Les marchés asiatiques — Indonésie, Malaisie, Pakistan — représentent également un potentiel immense. Certains de ces pays pourraient absorber toute la production tunisienne d’huile d’olive ou de dattes, par exemple.

La Punchline : « Nous sommes en train de rater le coche avec l’Algérie. »

La fuite des compétences tunisiennes est elle un obstacle à cette stratégie ?

Oui, mais elle peut aussi devenir une opportunité. La Tunisie perd des ingénieurs, des médecins, des informaticiens, des techniciens. Mais beaucoup d’entre eux envisagent aujourd’hui un retour, car le pouvoir d’achat en Europe s’est effondré, y compris pour les classes moyennes qualifiées.

Même les universitaires en Europe n’arrivent plus à vivre avec un seul salaire.

Ce contexte crée une fenêtre pour attirer des compétences tunisiennes, les intégrer dans des projets régionaux et les mobiliser pour l’Afrique subsaharienne.

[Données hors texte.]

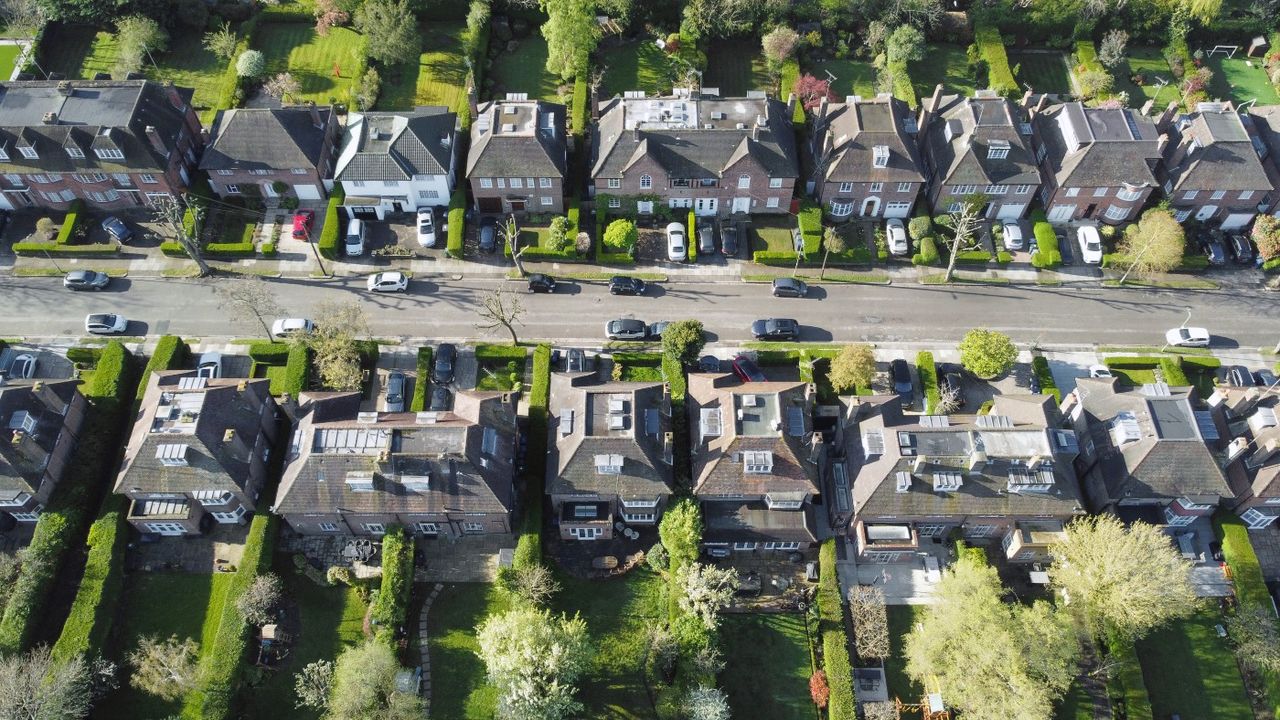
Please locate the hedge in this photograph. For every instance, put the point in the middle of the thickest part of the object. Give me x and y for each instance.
(835, 641)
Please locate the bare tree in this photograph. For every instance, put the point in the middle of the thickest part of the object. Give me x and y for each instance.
(501, 309)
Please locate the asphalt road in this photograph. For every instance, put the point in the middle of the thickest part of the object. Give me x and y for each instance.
(446, 309)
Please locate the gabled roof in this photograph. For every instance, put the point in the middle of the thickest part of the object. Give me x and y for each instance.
(396, 146)
(277, 139)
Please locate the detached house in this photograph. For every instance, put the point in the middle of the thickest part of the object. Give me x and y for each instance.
(609, 454)
(110, 144)
(440, 474)
(1212, 169)
(917, 479)
(865, 160)
(977, 145)
(397, 162)
(41, 422)
(1096, 163)
(757, 463)
(199, 452)
(519, 156)
(270, 153)
(717, 155)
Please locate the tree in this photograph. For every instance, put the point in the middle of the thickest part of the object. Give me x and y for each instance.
(853, 368)
(165, 668)
(391, 30)
(1124, 579)
(684, 341)
(501, 309)
(533, 659)
(987, 352)
(1155, 244)
(990, 659)
(571, 35)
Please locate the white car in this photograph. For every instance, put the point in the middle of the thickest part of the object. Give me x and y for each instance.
(389, 281)
(1091, 245)
(896, 237)
(288, 327)
(1187, 337)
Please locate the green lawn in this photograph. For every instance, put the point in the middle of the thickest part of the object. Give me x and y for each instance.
(1192, 671)
(310, 59)
(188, 605)
(736, 65)
(438, 78)
(767, 666)
(525, 71)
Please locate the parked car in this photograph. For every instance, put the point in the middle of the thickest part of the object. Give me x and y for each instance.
(389, 281)
(86, 279)
(446, 359)
(302, 223)
(117, 228)
(1091, 245)
(626, 328)
(676, 242)
(895, 235)
(776, 328)
(789, 287)
(105, 323)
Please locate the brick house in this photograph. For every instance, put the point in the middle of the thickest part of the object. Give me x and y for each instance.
(717, 155)
(519, 156)
(439, 474)
(609, 454)
(1096, 163)
(977, 145)
(199, 452)
(41, 423)
(110, 144)
(864, 156)
(757, 465)
(1212, 169)
(915, 479)
(251, 149)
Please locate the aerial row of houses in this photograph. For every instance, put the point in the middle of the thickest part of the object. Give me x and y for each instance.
(118, 144)
(771, 465)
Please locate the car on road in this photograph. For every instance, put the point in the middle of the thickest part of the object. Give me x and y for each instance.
(895, 235)
(210, 365)
(446, 360)
(776, 328)
(1187, 337)
(287, 327)
(676, 242)
(538, 282)
(86, 279)
(302, 223)
(117, 228)
(626, 285)
(394, 391)
(389, 281)
(105, 323)
(626, 328)
(789, 287)
(1091, 245)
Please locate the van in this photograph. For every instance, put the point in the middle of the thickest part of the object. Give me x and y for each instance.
(355, 244)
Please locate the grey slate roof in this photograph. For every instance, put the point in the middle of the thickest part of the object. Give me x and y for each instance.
(396, 146)
(530, 149)
(277, 139)
(88, 114)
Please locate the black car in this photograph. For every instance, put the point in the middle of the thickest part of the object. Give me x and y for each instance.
(776, 328)
(446, 359)
(789, 287)
(539, 282)
(625, 285)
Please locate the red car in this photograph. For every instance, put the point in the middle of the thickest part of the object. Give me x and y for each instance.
(302, 222)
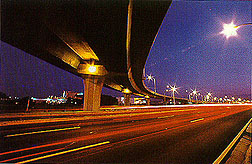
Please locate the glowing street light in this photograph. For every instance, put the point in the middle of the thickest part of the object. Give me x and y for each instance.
(92, 69)
(151, 78)
(195, 93)
(231, 29)
(173, 89)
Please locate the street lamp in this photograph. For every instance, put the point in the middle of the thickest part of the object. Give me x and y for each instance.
(173, 89)
(231, 29)
(151, 78)
(195, 92)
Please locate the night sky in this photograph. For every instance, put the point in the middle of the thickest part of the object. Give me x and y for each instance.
(189, 51)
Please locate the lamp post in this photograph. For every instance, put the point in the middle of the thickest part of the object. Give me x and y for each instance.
(231, 29)
(151, 78)
(173, 89)
(195, 93)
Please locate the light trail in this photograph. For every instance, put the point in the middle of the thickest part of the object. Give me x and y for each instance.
(167, 116)
(197, 120)
(64, 152)
(224, 153)
(176, 106)
(30, 155)
(43, 131)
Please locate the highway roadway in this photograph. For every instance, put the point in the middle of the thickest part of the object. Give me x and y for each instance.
(178, 134)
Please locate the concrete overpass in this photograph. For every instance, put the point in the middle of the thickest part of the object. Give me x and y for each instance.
(105, 42)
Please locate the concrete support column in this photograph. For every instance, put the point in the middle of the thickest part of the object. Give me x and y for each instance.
(148, 101)
(94, 76)
(165, 101)
(92, 92)
(127, 97)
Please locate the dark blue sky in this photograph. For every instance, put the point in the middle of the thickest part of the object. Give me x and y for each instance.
(188, 52)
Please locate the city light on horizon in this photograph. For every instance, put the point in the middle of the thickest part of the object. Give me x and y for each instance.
(229, 30)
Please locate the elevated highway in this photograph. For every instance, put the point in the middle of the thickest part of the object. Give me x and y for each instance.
(104, 42)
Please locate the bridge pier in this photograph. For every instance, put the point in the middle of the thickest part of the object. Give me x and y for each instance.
(92, 92)
(147, 98)
(93, 79)
(127, 97)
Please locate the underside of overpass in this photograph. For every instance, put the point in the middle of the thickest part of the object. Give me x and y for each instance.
(105, 42)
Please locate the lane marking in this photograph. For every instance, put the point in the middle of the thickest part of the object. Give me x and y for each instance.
(43, 131)
(197, 120)
(225, 152)
(167, 116)
(64, 152)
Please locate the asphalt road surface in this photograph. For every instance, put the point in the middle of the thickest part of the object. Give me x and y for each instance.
(183, 134)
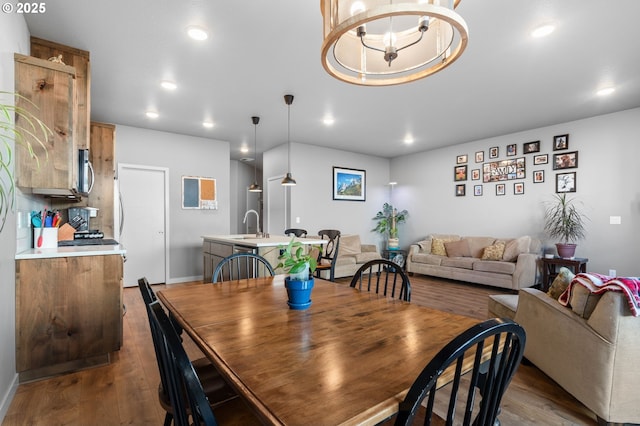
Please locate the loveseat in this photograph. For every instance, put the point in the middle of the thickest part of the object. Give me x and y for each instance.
(500, 262)
(590, 348)
(352, 254)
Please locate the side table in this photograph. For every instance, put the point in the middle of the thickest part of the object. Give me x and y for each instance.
(397, 256)
(550, 265)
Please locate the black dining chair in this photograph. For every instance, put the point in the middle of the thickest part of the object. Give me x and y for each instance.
(191, 405)
(216, 389)
(497, 347)
(300, 233)
(240, 266)
(327, 257)
(383, 276)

Mais cela nécessite une vision, des incitations, et surtout un projet national clair.

Reste un dernier défi, peut être le plus urgent : la transition énergétique tunisienne.

Car sans énergie maîtrisée, sans électrification de l’économie, sans filières techniques solides, aucune stratégie régionale ne pourra tenir.

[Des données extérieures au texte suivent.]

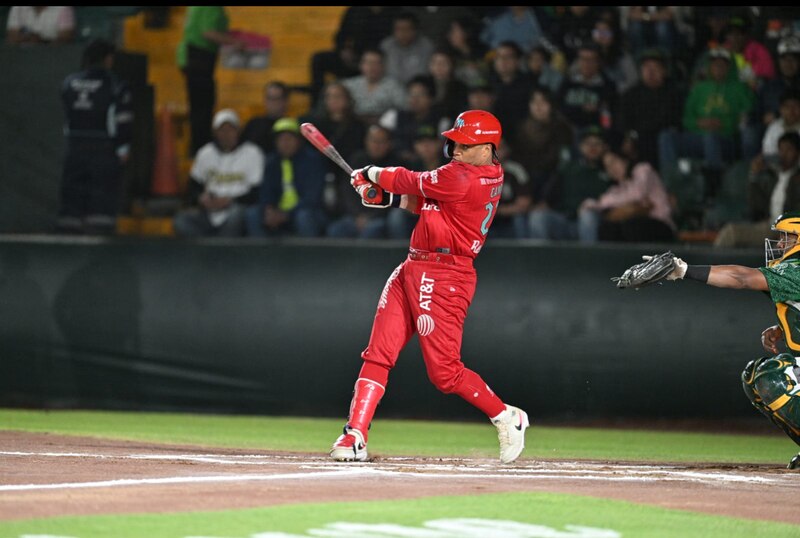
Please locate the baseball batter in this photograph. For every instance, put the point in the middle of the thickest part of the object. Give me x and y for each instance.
(771, 382)
(430, 292)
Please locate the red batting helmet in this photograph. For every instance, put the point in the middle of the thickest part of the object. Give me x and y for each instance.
(475, 127)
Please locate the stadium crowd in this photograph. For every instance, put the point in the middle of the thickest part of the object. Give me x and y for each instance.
(630, 123)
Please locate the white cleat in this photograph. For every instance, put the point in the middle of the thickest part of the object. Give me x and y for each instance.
(350, 446)
(511, 425)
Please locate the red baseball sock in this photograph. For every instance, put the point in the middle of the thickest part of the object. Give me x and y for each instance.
(367, 394)
(475, 390)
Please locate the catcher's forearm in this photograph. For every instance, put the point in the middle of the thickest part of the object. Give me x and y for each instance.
(698, 272)
(737, 277)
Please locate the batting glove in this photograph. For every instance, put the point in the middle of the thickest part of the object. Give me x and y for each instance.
(372, 195)
(680, 268)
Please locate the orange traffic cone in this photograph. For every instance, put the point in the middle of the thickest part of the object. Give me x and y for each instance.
(165, 167)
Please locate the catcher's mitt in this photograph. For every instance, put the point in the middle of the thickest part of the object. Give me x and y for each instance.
(648, 272)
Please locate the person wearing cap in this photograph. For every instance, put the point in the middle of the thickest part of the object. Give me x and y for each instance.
(276, 103)
(420, 110)
(653, 105)
(290, 198)
(205, 30)
(753, 59)
(558, 214)
(355, 220)
(712, 115)
(223, 181)
(587, 95)
(788, 77)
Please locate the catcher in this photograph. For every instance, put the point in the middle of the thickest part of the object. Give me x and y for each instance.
(771, 382)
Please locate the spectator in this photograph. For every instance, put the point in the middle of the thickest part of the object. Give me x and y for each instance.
(651, 27)
(205, 29)
(710, 23)
(290, 199)
(451, 93)
(276, 104)
(406, 51)
(587, 96)
(338, 122)
(361, 28)
(98, 129)
(224, 179)
(511, 221)
(518, 24)
(556, 215)
(574, 30)
(774, 189)
(420, 111)
(40, 24)
(789, 120)
(617, 64)
(788, 77)
(542, 71)
(541, 140)
(754, 66)
(636, 208)
(753, 60)
(651, 106)
(512, 86)
(373, 92)
(434, 21)
(467, 51)
(712, 114)
(359, 221)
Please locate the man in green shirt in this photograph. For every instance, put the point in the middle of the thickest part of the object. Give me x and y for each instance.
(205, 29)
(712, 115)
(771, 382)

Entretien conduit par Amel Belhadj Ali

EN BREF

  • Rupture du modèle : La fin de la globalisation impose à la Tunisie de rompre avec sa dépendance exclusive à l’Europe.
  • Pivot Africain : Le salut économique réside dans la structuration de chaînes de valeur vers l’Afrique subsaharienne, marché d’un milliard d’habitants.
  • Manque Logistique : L’absence de lignes maritimes et d’accords commerciaux freine l’expansion vers le Sud.
  • Relation Algérienne : La Tunisie sous-estime le potentiel algérien et subit une relation asymétrique (fuite des cerveaux, migration).
  • Corridors Asiatiques : L’initiative chinoise “Belt & Road” est une opportunité pour bâtir la logistique vers l’Afrique.